The ALJ provided sufficient rationale for discounting Dr. Williams's opinions, and substantial evidence supports his evaluation. See Nichols, 2021 WL 4476658, at *7 (citing Eaton, 180 F.Supp.3d at 1055). The ALJ properly articulated his bases for discrediting Dr. Williams's opinions: they were inconsistent with and unsupported by the evidence as a whole. See R. 24. In doing so, he complied with the regulations. See 20 C.F.R. § 404.1520c(b)(3) (2020).

2. The ALJ properly evaluated Dr. Roque's opinions.

On June 19, 2019, Dr. Roque reviewed Plaintiff's records and determined he was not disabled. R. 123-163. She found that Plaintiff does not have marked and severe impairments in “acquiring and using new work related information[,] . . . attending to and completing tasks[,] . . . interacting with and relating to others[,]” or “adapting to typical changes and challenges[.]” R. 140-41. Dr. Roque opined Plaintiff could understand, remember, and carry out simple instructions; sustain attention to simple, familiar tasks; and adapt to typical changes and challenges in the work environment. Id. Finally, Dr. Roque offered several recommendations: Plaintiff “would benefit from a flexible schedule[,] . . . casual supervision[,] . . . his own work area/station[,] . . . a familiar, predictable work routine[,]” and supportive, encouraging feedback.

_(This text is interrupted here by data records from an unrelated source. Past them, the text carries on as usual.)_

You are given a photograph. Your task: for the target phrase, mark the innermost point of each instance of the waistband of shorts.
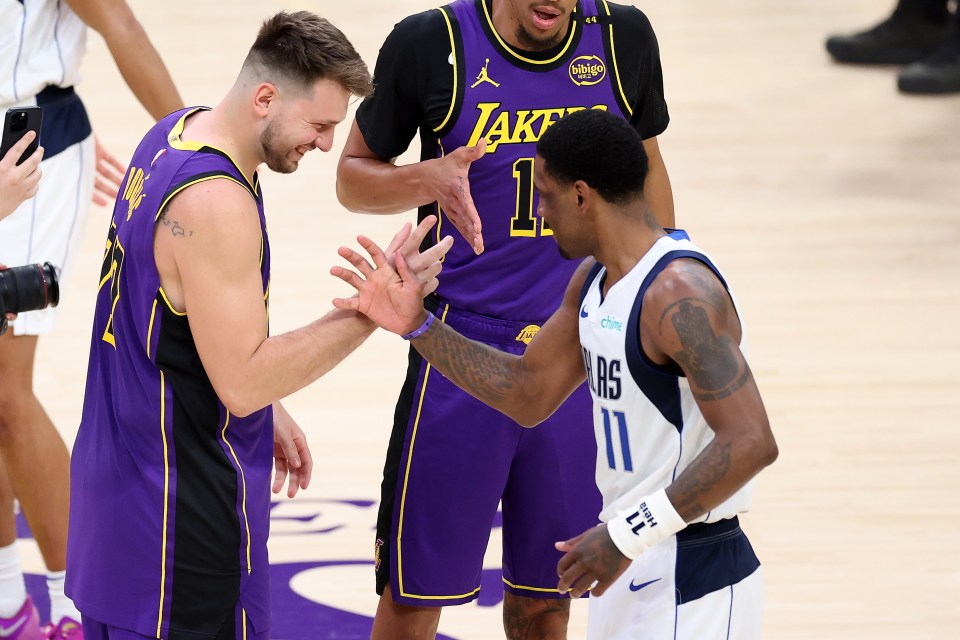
(480, 327)
(51, 94)
(702, 532)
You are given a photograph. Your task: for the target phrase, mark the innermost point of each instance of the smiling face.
(534, 25)
(300, 122)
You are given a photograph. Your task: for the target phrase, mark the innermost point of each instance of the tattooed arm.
(207, 247)
(528, 388)
(689, 322)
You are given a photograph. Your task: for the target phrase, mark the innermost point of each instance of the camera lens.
(28, 288)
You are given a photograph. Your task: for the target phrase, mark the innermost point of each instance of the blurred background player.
(649, 322)
(923, 35)
(481, 80)
(40, 56)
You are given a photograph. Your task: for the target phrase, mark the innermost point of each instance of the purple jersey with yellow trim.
(170, 492)
(509, 99)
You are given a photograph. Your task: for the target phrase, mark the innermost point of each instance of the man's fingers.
(306, 466)
(399, 240)
(379, 258)
(357, 260)
(17, 149)
(404, 270)
(347, 276)
(416, 238)
(294, 484)
(431, 272)
(280, 475)
(347, 304)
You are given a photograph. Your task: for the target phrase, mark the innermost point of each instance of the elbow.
(240, 402)
(346, 196)
(767, 450)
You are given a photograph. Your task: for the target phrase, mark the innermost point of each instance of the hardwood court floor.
(832, 202)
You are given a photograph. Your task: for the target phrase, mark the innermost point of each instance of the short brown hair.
(302, 48)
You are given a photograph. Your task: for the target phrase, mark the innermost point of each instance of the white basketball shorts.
(705, 583)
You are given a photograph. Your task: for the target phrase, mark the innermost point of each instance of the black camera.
(27, 288)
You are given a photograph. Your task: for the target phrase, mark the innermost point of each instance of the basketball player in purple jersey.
(181, 420)
(649, 322)
(482, 80)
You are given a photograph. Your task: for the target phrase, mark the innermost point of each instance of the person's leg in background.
(37, 465)
(938, 73)
(914, 30)
(19, 619)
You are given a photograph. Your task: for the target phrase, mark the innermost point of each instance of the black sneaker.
(896, 40)
(938, 73)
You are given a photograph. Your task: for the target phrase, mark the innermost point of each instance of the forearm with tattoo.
(486, 373)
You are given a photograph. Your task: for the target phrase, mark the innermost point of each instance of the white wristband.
(654, 520)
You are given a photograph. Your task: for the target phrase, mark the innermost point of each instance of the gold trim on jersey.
(520, 586)
(403, 495)
(243, 484)
(169, 305)
(166, 497)
(175, 142)
(453, 57)
(219, 176)
(566, 47)
(616, 69)
(153, 314)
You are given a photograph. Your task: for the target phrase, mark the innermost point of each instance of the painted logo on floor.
(321, 571)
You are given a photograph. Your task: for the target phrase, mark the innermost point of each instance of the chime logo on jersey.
(611, 323)
(498, 127)
(587, 70)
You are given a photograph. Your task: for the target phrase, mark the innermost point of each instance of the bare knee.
(16, 384)
(535, 618)
(395, 621)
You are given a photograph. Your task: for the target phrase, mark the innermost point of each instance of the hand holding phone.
(19, 182)
(16, 123)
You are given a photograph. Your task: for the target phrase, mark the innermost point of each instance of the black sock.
(926, 10)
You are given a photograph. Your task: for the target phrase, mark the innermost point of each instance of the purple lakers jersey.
(169, 492)
(509, 99)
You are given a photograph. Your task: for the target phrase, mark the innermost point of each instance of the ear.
(264, 96)
(582, 190)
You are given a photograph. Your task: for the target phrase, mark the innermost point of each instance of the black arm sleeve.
(638, 59)
(413, 84)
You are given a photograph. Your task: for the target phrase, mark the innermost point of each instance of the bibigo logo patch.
(587, 70)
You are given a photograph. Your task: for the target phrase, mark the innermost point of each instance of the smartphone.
(16, 123)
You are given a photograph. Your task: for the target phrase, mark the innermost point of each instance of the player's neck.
(623, 241)
(221, 128)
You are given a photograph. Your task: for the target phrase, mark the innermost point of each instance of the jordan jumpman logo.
(483, 77)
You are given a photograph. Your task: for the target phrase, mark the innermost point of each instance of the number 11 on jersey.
(524, 223)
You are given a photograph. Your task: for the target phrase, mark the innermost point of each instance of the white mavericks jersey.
(647, 423)
(42, 43)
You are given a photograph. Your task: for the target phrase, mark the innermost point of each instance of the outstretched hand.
(291, 453)
(592, 563)
(454, 196)
(392, 296)
(110, 172)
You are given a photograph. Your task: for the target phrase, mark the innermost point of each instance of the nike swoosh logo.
(637, 587)
(9, 631)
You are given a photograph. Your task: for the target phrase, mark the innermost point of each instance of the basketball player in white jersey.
(681, 430)
(41, 48)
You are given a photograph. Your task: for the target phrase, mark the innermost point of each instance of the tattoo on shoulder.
(174, 225)
(709, 359)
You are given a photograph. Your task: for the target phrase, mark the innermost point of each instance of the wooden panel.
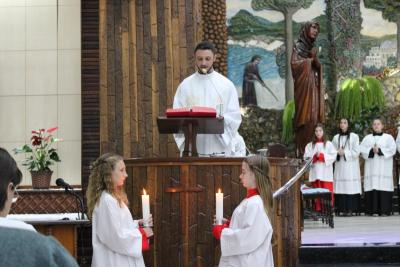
(65, 234)
(182, 230)
(146, 50)
(90, 85)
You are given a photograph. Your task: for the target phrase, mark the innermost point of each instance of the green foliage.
(283, 6)
(358, 96)
(40, 153)
(392, 62)
(287, 122)
(390, 8)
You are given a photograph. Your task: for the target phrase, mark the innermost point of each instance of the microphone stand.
(70, 190)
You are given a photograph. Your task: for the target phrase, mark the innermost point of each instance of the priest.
(208, 88)
(378, 150)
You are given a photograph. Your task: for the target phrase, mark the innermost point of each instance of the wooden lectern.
(190, 127)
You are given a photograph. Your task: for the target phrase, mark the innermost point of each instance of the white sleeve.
(256, 230)
(112, 233)
(232, 117)
(330, 153)
(353, 152)
(389, 147)
(179, 102)
(365, 147)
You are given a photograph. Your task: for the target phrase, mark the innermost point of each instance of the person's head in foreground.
(377, 125)
(255, 175)
(10, 178)
(108, 173)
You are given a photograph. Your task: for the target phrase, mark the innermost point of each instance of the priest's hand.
(148, 231)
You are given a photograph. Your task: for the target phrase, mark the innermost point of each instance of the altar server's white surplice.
(247, 241)
(378, 171)
(347, 179)
(117, 241)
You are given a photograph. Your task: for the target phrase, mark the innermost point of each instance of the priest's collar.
(252, 192)
(209, 71)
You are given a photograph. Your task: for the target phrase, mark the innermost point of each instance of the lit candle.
(145, 207)
(219, 206)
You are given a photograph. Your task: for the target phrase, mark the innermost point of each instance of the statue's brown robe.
(308, 97)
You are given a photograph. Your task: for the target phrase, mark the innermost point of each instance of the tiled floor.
(357, 230)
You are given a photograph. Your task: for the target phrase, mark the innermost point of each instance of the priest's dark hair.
(314, 140)
(379, 118)
(100, 180)
(9, 173)
(205, 45)
(255, 57)
(259, 165)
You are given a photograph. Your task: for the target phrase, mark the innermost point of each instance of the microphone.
(68, 189)
(60, 182)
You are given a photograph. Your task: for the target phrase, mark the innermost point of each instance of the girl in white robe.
(117, 239)
(346, 176)
(246, 238)
(378, 150)
(323, 154)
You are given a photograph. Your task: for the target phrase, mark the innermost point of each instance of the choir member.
(117, 239)
(378, 150)
(208, 88)
(346, 176)
(246, 238)
(323, 154)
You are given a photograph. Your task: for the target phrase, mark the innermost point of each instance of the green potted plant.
(40, 156)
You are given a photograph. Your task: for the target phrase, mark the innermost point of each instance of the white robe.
(322, 171)
(209, 90)
(346, 177)
(116, 239)
(247, 241)
(378, 171)
(398, 143)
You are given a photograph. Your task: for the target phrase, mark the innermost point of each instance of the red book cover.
(191, 112)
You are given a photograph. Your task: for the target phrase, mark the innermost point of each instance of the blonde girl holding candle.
(246, 239)
(117, 239)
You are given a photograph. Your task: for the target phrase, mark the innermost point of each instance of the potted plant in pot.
(40, 155)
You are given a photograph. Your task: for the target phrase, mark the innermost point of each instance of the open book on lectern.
(191, 112)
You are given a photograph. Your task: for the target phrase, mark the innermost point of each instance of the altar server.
(246, 238)
(323, 154)
(208, 88)
(378, 150)
(117, 239)
(346, 177)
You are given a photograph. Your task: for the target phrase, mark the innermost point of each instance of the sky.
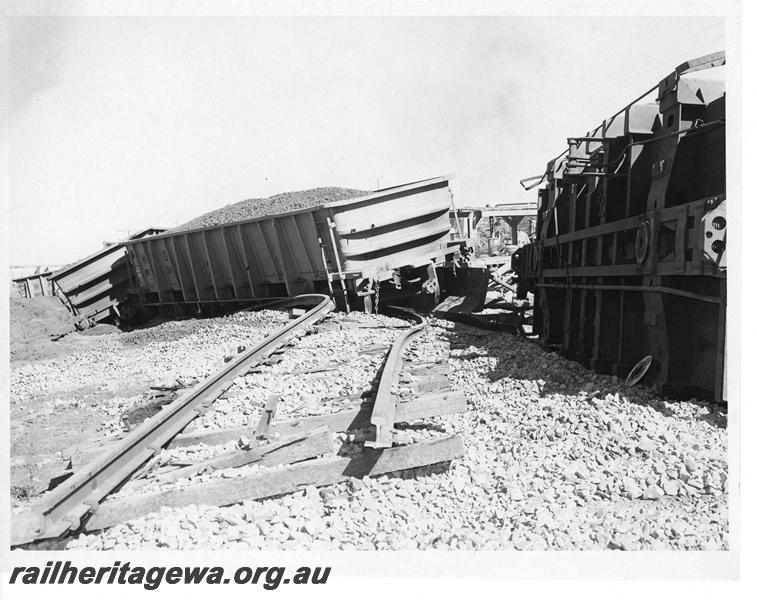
(121, 123)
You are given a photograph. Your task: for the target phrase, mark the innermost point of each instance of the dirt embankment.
(34, 324)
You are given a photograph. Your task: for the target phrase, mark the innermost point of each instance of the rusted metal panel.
(95, 285)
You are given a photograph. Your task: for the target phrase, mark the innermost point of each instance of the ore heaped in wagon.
(400, 368)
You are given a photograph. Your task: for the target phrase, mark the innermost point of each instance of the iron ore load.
(628, 268)
(385, 244)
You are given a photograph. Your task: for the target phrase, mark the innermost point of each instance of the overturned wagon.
(387, 242)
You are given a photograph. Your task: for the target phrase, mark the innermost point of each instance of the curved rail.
(385, 404)
(63, 509)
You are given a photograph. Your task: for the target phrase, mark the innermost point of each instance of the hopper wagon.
(94, 287)
(385, 245)
(628, 268)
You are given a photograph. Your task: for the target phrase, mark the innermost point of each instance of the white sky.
(122, 123)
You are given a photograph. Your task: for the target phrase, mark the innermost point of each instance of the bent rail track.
(63, 509)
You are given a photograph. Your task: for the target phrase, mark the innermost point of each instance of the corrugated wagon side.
(344, 248)
(629, 269)
(94, 287)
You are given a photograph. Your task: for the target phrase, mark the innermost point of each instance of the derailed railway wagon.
(385, 244)
(629, 260)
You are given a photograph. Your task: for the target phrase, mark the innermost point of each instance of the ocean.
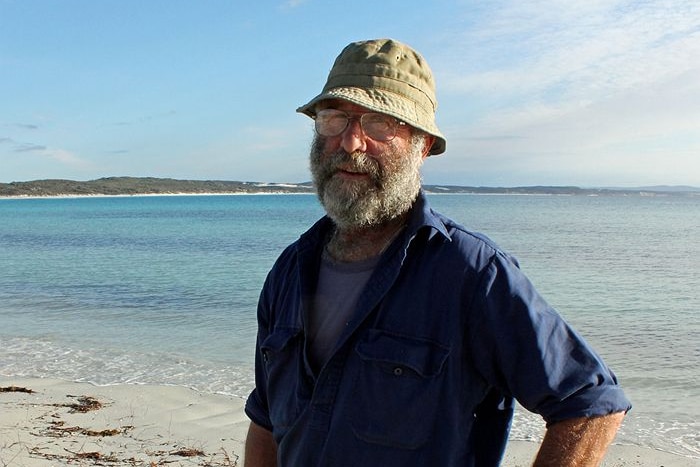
(163, 289)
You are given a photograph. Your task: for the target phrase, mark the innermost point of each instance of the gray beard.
(390, 191)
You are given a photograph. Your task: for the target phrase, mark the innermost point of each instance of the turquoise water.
(163, 290)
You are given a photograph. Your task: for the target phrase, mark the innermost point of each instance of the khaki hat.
(384, 76)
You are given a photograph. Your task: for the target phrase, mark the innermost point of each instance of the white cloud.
(577, 88)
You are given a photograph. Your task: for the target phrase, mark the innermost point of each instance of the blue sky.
(568, 92)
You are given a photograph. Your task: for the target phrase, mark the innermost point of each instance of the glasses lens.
(331, 122)
(379, 127)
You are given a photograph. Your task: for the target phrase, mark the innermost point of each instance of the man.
(388, 334)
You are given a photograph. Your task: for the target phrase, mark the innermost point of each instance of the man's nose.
(353, 139)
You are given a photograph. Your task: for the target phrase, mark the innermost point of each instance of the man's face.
(362, 182)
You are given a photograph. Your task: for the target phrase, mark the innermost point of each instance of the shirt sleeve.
(256, 406)
(523, 347)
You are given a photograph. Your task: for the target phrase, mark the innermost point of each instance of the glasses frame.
(395, 123)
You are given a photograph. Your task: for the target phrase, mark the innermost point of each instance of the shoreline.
(61, 422)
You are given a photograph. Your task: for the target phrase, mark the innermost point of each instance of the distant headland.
(125, 186)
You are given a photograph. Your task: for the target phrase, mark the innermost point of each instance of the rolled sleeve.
(535, 355)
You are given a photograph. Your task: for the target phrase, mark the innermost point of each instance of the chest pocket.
(282, 358)
(397, 389)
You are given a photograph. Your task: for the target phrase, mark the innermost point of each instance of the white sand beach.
(45, 422)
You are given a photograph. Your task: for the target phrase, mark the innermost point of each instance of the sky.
(589, 93)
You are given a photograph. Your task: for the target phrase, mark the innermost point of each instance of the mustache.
(357, 161)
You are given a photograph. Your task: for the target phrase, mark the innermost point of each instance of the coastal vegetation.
(125, 186)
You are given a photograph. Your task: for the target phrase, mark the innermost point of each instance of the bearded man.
(389, 335)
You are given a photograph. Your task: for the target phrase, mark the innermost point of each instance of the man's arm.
(579, 442)
(260, 448)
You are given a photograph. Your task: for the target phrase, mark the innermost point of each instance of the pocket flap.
(424, 357)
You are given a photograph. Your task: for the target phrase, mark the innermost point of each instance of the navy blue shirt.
(447, 332)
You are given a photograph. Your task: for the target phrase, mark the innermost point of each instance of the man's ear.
(429, 140)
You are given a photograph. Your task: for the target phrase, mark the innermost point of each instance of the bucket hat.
(385, 76)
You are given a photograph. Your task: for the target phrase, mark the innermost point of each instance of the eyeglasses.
(379, 127)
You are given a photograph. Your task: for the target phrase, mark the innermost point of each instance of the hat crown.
(386, 76)
(385, 64)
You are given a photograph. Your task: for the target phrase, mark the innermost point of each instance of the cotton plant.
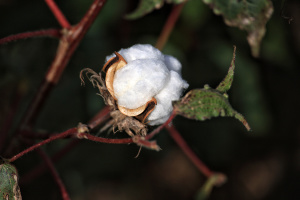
(139, 84)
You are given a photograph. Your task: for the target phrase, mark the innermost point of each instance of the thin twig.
(68, 43)
(55, 175)
(40, 169)
(41, 33)
(169, 25)
(188, 151)
(58, 14)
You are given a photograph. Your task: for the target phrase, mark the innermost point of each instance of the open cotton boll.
(148, 74)
(139, 51)
(137, 82)
(172, 63)
(171, 92)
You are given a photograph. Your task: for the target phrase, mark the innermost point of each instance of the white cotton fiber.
(148, 74)
(137, 82)
(171, 92)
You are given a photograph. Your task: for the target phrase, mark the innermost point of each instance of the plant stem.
(169, 25)
(188, 151)
(64, 193)
(46, 33)
(58, 14)
(68, 43)
(158, 129)
(38, 170)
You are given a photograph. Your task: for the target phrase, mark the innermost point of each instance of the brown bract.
(132, 121)
(110, 68)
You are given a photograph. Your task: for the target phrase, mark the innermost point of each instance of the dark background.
(261, 165)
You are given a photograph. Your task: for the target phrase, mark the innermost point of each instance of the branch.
(41, 33)
(188, 151)
(64, 193)
(58, 14)
(68, 43)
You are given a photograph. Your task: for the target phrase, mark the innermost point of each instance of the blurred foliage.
(9, 187)
(261, 165)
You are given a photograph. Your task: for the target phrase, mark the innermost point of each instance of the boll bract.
(148, 74)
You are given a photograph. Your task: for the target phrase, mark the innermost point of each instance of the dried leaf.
(9, 182)
(147, 6)
(251, 16)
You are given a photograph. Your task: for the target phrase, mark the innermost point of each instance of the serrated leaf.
(249, 15)
(9, 187)
(225, 85)
(176, 1)
(145, 7)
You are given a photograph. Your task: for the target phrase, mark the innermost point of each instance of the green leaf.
(176, 1)
(225, 85)
(145, 7)
(216, 179)
(249, 15)
(9, 187)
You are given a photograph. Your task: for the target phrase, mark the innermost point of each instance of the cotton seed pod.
(144, 82)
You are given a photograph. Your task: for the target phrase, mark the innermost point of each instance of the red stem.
(188, 151)
(46, 33)
(12, 110)
(169, 25)
(64, 193)
(58, 14)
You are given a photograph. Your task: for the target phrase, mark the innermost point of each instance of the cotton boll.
(138, 81)
(172, 63)
(171, 92)
(139, 51)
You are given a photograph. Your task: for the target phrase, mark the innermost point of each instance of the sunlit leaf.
(203, 104)
(147, 6)
(225, 85)
(249, 15)
(9, 187)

Id.

The ALJ found these opinions partially persuasive because “they are somewhat consistent with the evidence of record.” R. 24. Specifically, he found “there was sufficient evidence of record to evaluate” Plaintiff's disability insurance claim based on his “outpatient mental health treatment notes, including multiple mental status examinations that show relatively benign clinical findings[] on a consistent basis beginning April 2015[.]” Id. As for Plaintiff's SSI claim, the ALJ found Dr. Roque's opinion “generally consistent with the evidence of record, including the hearing testimony, limited and routine outpatient treatment, and mental status examinations that fail to show significant clinical abnormalities[.]” Id.

Plaintiff's RFC was consistent with Dr. Roque's opinions: the RFC limits Plaintiff to simple and routine tasks, simple decisions, occasional changes in the work setting, and occasional interaction with supervisors and coworkers. R. 20. Still, Plaintiff argues the ALJ erred by not adopting all of Dr. Roque's recommendations, such as the suggestions that Plaintiff would benefit from a flexible schedule, an isolated work area, and supportive feedback. Id.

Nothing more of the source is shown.